Quick Summary18 lines
DocRaptor is a hosted API powered by the Prince XML rendering engine, which offers the most complete CSS print specification support available. Choose DocRaptor when you need advanced print features like running headers, footnotes, cross-references, named pages, and CSS paged media that no browser engine handles well. It offloads rendering to an external service, eliminating the need to manage headless Chrome instances. The trade-off is network latency and a per-document cost, so it fits best for high-fidelity documents where layout precision justifies the expense.

## Key Points

- Use `test: true` during development to avoid consuming paid API calls; test documents include a watermark but are otherwise identical.
- Use the async API for documents that take more than a few seconds, typically anything over 20 pages or with heavy images.
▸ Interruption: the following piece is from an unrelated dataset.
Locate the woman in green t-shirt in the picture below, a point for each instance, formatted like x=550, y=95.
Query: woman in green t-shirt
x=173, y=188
- Leverage CSS paged media (`@page`, `@top-left`, `counter(page)`) for headers, footers, and page numbers rather than manually inserting them in HTML.
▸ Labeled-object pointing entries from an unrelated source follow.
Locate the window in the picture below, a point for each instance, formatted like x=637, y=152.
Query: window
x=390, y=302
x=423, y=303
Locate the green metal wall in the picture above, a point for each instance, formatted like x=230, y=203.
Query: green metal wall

- Use `page-break-inside: avoid` on sections that must not split across pages, such as signature blocks and table rows.
- Use `thead { display: table-header-group; }` so table headers repeat on every page.
- Send complete self-contained HTML with inline styles or embedded CSS; external stylesheet fetches add latency and can fail.
- Set `prince_options.media` to `"print"` so print-specific CSS rules apply.
- Cache generated PDFs by content hash; regenerating identical documents wastes both time and API quota.
- **Ignoring the test flag.** Generating test documents in production wastes money; generating paid documents in development wastes money. Toggle based on environment.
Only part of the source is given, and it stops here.